We use the German train schedule of 2015 (with about 66,000 trains and about 280,000 transfers used by passengers per day) and realistic passenger flow information provided by Deutsche Bahn, consisting of about 3.3 million passengers on 320,000 different routes on each day. For our evaluation we used recorded data for actual delays of 10 days in June and October 2015.
For each critical transfer on our test days, we simulated a waiting decision based on the delay situation as known 15 min before the connecting train was scheduled to depart. We measured the effect of each decision on the passenger flow and compare the results with the status quo. For the latter we used the realized event times. It may well happen that the delay situation changes in the last 15 min between the decision and its actual execution so that the decision would have been different with full knowledge of future delays.
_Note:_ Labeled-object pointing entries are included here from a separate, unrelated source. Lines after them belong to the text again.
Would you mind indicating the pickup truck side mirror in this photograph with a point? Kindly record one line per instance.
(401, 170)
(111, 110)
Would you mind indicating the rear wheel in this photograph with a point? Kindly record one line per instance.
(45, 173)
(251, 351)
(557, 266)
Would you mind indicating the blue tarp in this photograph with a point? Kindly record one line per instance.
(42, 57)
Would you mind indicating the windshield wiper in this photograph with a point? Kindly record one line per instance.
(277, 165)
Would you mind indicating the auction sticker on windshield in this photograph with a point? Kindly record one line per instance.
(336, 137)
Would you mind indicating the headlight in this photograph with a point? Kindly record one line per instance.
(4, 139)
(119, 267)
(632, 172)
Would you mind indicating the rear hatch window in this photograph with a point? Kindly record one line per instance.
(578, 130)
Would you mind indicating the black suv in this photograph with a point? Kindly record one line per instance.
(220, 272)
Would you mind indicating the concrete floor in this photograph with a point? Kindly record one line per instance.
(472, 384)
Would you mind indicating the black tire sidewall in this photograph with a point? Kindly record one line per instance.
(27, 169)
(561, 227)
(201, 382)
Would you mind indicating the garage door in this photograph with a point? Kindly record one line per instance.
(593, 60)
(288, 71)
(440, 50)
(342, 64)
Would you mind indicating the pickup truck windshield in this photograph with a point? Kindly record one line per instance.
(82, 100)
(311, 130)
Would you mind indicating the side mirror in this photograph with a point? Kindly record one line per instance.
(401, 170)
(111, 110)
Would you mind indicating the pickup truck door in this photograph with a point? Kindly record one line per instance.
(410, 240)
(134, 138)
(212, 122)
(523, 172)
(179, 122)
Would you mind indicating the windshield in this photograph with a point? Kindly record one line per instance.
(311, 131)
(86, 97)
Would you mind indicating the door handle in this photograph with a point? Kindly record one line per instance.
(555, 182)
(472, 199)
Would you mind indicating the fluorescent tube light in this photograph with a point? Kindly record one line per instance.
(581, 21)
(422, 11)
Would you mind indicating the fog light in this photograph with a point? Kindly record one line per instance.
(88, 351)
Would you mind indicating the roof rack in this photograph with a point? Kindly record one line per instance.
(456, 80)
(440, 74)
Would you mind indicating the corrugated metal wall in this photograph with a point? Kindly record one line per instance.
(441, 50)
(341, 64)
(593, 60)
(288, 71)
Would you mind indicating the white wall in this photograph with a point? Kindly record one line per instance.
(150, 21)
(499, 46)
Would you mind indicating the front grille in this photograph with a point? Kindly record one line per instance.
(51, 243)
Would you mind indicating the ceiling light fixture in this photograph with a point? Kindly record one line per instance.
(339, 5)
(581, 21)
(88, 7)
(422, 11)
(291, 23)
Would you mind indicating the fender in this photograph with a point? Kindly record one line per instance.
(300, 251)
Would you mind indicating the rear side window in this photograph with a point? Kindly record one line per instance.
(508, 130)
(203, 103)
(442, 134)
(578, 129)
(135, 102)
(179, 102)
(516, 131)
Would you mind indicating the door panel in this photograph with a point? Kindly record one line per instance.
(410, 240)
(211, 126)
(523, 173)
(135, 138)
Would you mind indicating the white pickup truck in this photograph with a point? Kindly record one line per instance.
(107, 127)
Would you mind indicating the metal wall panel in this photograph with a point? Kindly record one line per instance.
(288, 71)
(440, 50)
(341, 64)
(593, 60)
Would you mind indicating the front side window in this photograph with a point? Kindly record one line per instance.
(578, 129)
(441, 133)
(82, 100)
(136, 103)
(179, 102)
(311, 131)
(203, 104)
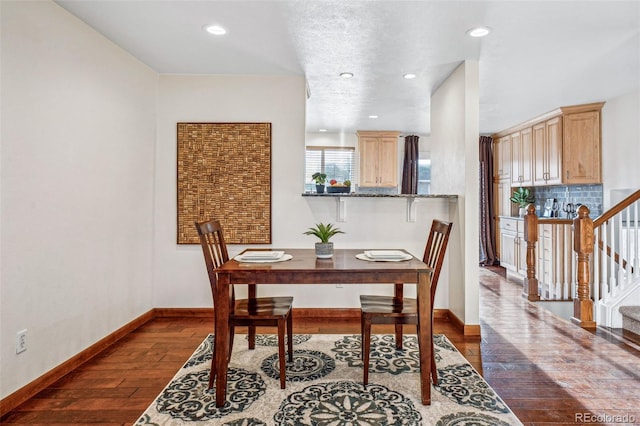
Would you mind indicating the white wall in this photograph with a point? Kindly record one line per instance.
(180, 278)
(78, 131)
(620, 147)
(454, 170)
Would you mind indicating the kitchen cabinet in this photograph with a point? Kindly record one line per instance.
(521, 157)
(378, 158)
(547, 152)
(513, 246)
(581, 148)
(511, 232)
(502, 158)
(503, 195)
(562, 146)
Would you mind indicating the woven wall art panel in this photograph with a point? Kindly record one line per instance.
(224, 173)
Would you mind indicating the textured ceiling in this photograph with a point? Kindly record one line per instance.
(540, 55)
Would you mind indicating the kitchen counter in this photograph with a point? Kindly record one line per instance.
(341, 198)
(357, 195)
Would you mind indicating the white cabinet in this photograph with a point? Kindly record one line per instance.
(513, 246)
(509, 243)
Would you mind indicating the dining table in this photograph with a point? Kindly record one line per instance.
(302, 267)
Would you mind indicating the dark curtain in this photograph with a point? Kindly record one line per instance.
(487, 206)
(410, 168)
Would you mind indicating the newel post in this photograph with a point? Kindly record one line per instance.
(583, 246)
(531, 237)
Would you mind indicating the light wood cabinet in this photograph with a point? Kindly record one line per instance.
(521, 157)
(562, 146)
(581, 148)
(547, 152)
(502, 158)
(378, 158)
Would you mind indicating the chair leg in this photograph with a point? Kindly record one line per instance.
(252, 337)
(398, 336)
(232, 333)
(281, 356)
(361, 336)
(434, 369)
(290, 336)
(212, 374)
(366, 347)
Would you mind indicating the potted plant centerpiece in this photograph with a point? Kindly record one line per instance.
(324, 249)
(320, 179)
(522, 197)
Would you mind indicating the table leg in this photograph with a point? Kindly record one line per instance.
(424, 334)
(221, 310)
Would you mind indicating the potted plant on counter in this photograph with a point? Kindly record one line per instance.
(324, 249)
(320, 179)
(522, 197)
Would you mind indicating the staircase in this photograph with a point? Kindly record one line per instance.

Data about 154,000 critical cases were gathered this way. These cases also include transfers, which are not regarded in practice because of train-category priority rules. For instance, a dispatcher does not consider to delay a connecting subway train in order to keep the transfer from a delayed Intercity-Express train. After filtering out all such cases, an overall number of 106,000 critical transfers remained.
On each day, realized departure and arrival event times were available with a resolution of 1 min. However, we did not have explicit information whether a transfer has been maintained by an active dispatching decision or not. Therefore, we tried to infer a posteriori, based on the realized time stamps, for each critical transfer whether it had been dispatched or not. Given the actual departure time dep(ct) of a connecting train ct, the actual arrival time \(arr( ft )\) of a feeding train \( ft \), and the minimum transfer time mintt required to change from the feeding to the connecting train, the buffer time
\( buf \) for a transfer can be calculated as \( buf = dep(ct) - arr( ft ) - mintt\). Since the recorded data available to us does not contain the information which transfers have been actually maintained, but we would like to compare the number of (actively) maintained connection in the status quo and by PANDA, a formal notion is required which can be computed from available data. Therefore, we counted a train as dispatched for a particular transfer if (1) it has departed at least 2 min later than possible (or in other words: if it has gathered a new delay at the departure event of at least 2 min) and the available buffer time satisfies \(-1 \le buf \)
Footnote 1 or (2) if its real departure time was at most 1 min earlier than calculated by PANDA for the waiting scenario.
To reduce potential misclassifications, we considered in our final evaluation only those transfers where—with respect to the time stamps 15 min before the scheduled departure of the connecting train—the departing train had to be delayed by at least 3 min to keep the transfer. After this filtering step, about 64,000 cases remained.
For each case, we asked PANDA about its waiting recommendations 15 min in advance. As PANDA offers several independent decision criteria, we used a simple majority rule to combine the criteria into a binary waiting recommendation: PANDA suggests to wait, whenever the number of criteria that are in favour of the waiting scenario exceeds the number of criteria that are in favour of the non-waiting scenario. To assess the impact on passengers, we consider four different measures, namely the total delay, i.e. the sum of the final delay over all passengers, and the number of passengers with a delay of at least 30, 60, or 120 min at their final destination.
Under our assumptions, 28.2% of all critical connections are kept by dispatching. In comparison, PANDA recommends to wait for 31.8% of these cases. Table 1 gives the average absolute numbers of passengers per day which benefit from PANDA’s recommendations, while Fig. 6 shows the relative benefit of using PANDA’s recommendations in comparison with what has been executed in practice. For all measures, we observe a significant potential to reduce passenger delays by using recommendations given by PANDA. The strongest relative reduction can be obtained for the group of passengers which would suffer from delays by 120 or more minutes. The number of passengers in this group could be reduced by about 50%, if PANDA’s recommendations would be realized (see again Table 1 for the absolute numbers of passengers affected per average day). The total sum of delay minutes could be reduced by about 24%. Recall, however, that not all recommendations are realizable due to other constraints.
In Table 2, we report among all considered transfers the percentages of transfers maintained by PANDA, but not in the status quo, and conversely, by the status quo, but not by PANDA. Likewise, we do this for the non-waiting decisions. We observe that there is a significant fraction of cases where the status quo and PANDA do not agree. In 16.7% of all cases status quo decides WAIT, but PANDA recommends NO-WAIT, and conversely, in 20.3% of all cases PANDA decides WAIT, but status quo opts for NO-WAIT.